String comparison metrics

We are comparing 6 different metrics based on the Levenshtein distance for the string comparison between the BDMC and MB. These metrics are:

  • Original string Levenshtein ratio
  • Original string Levenshtein jaro
  • ascii strings Levenshtein ratio
  • ascii strings Levenshtein jaro
  • lowercase, no-spaces, ascii strings Levenshtein ratio
  • lowercase, no-spaces, ascii strings Levenshtein jaro

For the actual comparison, I will create a know dataset and will measure precision and recall for the six metrics, but how large this dataset should be? Rule of thumb: (100/x)^2, where x is the margin of error that you want. However, this is for an infinite population, so we should implement a ‘finite population correction’ (FPC),

FPC = sqr((N-n)/(N-1)), where N is the population size, and n is the sample size.

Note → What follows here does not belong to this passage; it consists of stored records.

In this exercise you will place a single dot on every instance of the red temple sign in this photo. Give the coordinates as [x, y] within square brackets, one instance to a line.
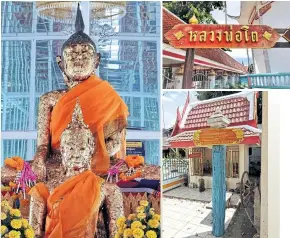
[218, 136]
[222, 36]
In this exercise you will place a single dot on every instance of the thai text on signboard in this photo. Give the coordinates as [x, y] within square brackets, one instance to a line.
[222, 36]
[218, 136]
[135, 148]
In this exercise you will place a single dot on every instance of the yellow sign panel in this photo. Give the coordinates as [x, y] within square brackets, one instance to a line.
[134, 144]
[218, 136]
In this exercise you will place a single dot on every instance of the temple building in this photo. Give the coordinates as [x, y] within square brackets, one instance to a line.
[276, 15]
[129, 49]
[213, 68]
[241, 110]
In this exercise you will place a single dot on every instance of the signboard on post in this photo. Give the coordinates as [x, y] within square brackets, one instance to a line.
[135, 148]
[188, 36]
[218, 136]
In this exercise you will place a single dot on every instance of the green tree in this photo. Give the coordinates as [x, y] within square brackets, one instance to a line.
[201, 9]
[204, 95]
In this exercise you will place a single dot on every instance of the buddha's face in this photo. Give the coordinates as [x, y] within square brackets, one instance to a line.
[79, 61]
[77, 149]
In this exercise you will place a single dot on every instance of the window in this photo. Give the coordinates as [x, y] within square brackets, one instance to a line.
[232, 162]
[196, 156]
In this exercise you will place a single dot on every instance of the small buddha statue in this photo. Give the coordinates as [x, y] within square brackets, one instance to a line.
[72, 208]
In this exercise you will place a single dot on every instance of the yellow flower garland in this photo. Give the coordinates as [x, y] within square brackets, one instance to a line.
[16, 223]
[128, 233]
[140, 209]
[14, 234]
[3, 216]
[25, 223]
[153, 223]
[29, 233]
[138, 233]
[15, 212]
[3, 229]
[136, 224]
[151, 234]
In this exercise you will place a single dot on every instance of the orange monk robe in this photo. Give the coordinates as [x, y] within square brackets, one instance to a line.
[71, 206]
[100, 105]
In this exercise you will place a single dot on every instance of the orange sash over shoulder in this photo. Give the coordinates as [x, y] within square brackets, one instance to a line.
[100, 105]
[72, 205]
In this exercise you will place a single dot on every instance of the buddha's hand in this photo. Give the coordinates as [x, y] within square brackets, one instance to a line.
[38, 164]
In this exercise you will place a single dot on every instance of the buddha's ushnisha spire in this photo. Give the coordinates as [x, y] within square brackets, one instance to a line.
[79, 24]
[79, 37]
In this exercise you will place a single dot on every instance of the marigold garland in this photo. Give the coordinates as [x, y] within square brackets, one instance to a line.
[12, 224]
[145, 223]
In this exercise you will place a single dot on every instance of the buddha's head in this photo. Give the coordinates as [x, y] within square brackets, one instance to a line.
[79, 57]
[77, 143]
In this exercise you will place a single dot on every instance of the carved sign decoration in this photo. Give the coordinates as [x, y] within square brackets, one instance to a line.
[222, 36]
[218, 136]
[195, 155]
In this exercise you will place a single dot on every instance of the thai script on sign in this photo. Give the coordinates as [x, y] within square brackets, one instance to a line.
[222, 36]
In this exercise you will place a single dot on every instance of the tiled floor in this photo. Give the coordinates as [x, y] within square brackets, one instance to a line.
[190, 193]
[184, 218]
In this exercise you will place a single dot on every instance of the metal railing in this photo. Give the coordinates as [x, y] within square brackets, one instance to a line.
[272, 80]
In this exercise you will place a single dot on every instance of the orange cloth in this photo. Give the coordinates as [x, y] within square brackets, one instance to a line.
[71, 205]
[100, 105]
[15, 162]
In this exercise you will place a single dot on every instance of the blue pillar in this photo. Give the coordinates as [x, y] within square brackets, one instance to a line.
[218, 189]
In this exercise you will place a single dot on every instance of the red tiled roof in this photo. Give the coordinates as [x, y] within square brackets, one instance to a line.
[217, 55]
[236, 109]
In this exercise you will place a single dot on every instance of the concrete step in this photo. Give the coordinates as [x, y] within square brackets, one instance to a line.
[235, 200]
[228, 196]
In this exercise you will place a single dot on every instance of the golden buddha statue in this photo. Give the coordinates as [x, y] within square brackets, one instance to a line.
[73, 207]
[104, 111]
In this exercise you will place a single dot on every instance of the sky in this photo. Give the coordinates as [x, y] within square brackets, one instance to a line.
[233, 9]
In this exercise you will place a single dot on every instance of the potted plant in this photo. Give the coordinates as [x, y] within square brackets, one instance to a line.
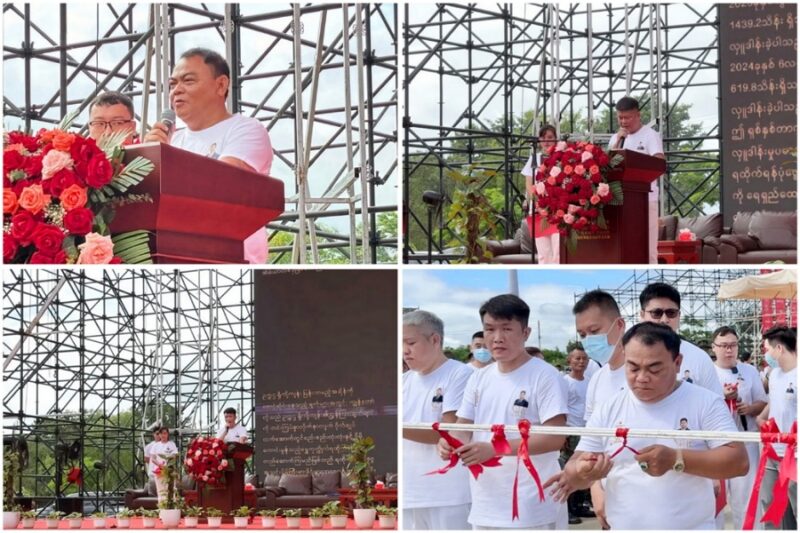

We have three interesting things that we should have a look:

  1. How many artists have an exact match (i.e., they are already in the database)
  2. How many artists do not match (i.e., they are not in the database)
  3. How many artists match partially. Among these we need to see what is the best threshold to obtain the best precision and recall, and after that using the bootstrapping technique, create error bars for both metrics.

Although we have realized that the threshold for doing the string matching is located around 0.88 (for the lowercase, no-spaces, ascii strings Levenshtein ratio), we are running a query test with a more *generous* thresholding. Later, we will extract from there our subset to calculate the best threshold for the best precision and recall values (or by using the mixed ‘f-score’).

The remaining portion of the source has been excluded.